Un dirigeant social tient de son mandat le pouvoir d’engager la société vis-à-vis des tiers. La loi ajoute que ses limitations statutaires sont inopposables aux tiers. Mais, à l’inverse, les tiers peuvent-ils s’en prévaloir ? La troisième chambre civile de la Cour de cassation [1] répond par l’affirmative.
En l’occurrence, un groupement foncier agricole (GFA), forme particulière de société civile, représentée par son gérant avait délivré un congé afin de mettre un terme au bail le liant à son locataire.
Ce dernier saisit alors le tribunal paritaire des baux ruraux en annulation du congé. La Cour d’appel lui donne raison et annule le congé pour défaut d’autorisation par l’assemblée générale extraordinaire du GFA. La décision est doublement intéressante sur la question de l’interprétation de la clause et de l’opposabilité des limites de pouvoirs.
• La clause statutaire était ambigüe car celle-ci stipulait : « …Mais tous travaux de reconstruction ou d’amélioration, ou d’aménagement des bâtiments et des terres, toutes opérations d’acquisitions, d’aliénation ou d’échange, quelles qu’en soient et sous quelque forme qu’elles soient réalisées et emprunt par la société, même consenti par un associé et quel qu’en soit le montant, nécessiteront le concours et l’approbation de l’assemblée générale extraordinaire des associés. Il en sera de même pour tous baux ou locations à conclure ou à réaliser.»
Au visa des articles 1156 et 1158 du Code civil (ancienne numérotation), le premier juge a estimé que le terme « réaliser » devait être pris comme signifiant « résilier ». La Cour d’appel approuve cette interprétation, de même que la Cour de cassation qui considère que l’ambiguïté des termes de la clause la rendait nécessaire. Selon la Cour d’appel, la commune intention des parties était bien de conférer à l’assemblée générale extraordinaire, seule habilitée à autoriser la conclusion de baux, le pouvoir d’en approuver parallèlement la rupture.
• Cette question réglée, la Cour de cassation juge que les tiers à un GFA peuvent se prévaloir des statuts du groupement pour invoquer le dépassement de pouvoir commis par le gérant de celui-ci.
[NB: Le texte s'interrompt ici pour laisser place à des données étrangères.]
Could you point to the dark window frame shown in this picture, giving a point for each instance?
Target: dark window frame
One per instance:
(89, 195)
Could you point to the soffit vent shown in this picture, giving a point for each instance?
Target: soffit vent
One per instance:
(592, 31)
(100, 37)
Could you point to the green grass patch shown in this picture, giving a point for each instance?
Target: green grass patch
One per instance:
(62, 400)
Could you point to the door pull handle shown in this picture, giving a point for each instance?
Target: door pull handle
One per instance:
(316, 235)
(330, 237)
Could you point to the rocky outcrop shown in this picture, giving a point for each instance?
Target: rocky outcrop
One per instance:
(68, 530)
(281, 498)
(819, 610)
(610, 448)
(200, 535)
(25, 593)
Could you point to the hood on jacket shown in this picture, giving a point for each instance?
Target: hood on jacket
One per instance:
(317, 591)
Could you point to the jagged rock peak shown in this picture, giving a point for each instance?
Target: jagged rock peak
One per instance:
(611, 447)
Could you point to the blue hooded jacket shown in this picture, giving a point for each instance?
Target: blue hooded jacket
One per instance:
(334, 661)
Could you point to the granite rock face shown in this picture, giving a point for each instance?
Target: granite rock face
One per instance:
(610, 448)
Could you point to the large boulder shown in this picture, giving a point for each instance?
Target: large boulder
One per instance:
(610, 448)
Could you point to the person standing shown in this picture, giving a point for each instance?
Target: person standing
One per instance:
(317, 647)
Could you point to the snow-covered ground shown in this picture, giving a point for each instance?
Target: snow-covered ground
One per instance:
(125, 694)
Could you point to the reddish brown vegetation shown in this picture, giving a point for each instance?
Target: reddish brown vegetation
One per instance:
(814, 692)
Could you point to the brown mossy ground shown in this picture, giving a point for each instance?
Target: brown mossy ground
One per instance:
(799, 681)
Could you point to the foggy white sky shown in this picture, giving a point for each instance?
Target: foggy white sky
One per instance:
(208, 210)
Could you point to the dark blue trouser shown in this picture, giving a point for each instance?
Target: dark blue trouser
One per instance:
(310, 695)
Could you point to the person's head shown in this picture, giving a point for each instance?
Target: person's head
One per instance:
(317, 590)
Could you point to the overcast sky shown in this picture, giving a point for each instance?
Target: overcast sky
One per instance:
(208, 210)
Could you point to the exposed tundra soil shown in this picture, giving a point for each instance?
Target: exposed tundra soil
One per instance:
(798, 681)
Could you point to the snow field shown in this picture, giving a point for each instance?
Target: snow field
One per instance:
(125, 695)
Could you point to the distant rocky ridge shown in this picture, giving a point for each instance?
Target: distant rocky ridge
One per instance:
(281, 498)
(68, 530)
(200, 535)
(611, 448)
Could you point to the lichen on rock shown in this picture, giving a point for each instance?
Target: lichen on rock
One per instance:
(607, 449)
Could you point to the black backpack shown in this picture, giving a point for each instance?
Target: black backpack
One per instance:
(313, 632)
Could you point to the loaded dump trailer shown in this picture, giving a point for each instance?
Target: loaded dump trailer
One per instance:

Partant, le congé délivré par le GFA est entaché de nullité.
La solution n’était pas évidente puisque la jurisprudence retient qu’un manquement contractuel n’est pas susceptible de constituer une faute délictuelle à l’égard d’un tiers (Com., 18 janvier 2017, n°14-16.442 ; Civ. 3ème, 18 mai 2017, n°16-11.203).
On soulignera que le projet de réforme de la responsabilité civile propose de consacrer dans un article 1234 du Code civil la responsabilité du débiteur contractuel vis-à-vis des tiers auxquels il a directement causé un dommage par sa défaillance.
Si, en raison de l’effet relatif des contrats, le risque était de considérer que les tiers ne sont pas fondés à se prévaloir des statuts d’une société, ce n’est ni la position ni la jurisprudence de la Cour de cassation qui a déjà admis à plusieurs reprises que des tiers pouvaient invoquer des clauses de limitation de pouvoirs. Elle a ainsi admis qu’un tiers pouvait opposer le défaut de pouvoir d’un dirigeant pour exercer une action en justice au nom de la société en invoquant la violation de conditions posées par l’assemblée générale extraordinaire (Cass. com., 14 février 2018, n°16-21.077). De même avait-elle jugé qu’un salarié était fondé à se prévaloir de la violation d’une clause statutaire soumettant les licenciements à une autorisation préalable des associés pour obtenir la requalification de son licenciement en licenciement sans cause réelle et sérieuse (Cass. soc., 15 février 2012, n°10-27.685).
Cela va sans dire mais cela va toujours mieux en le disant ; les statuts de société ne sont pas un contrat au sens juridique du terme.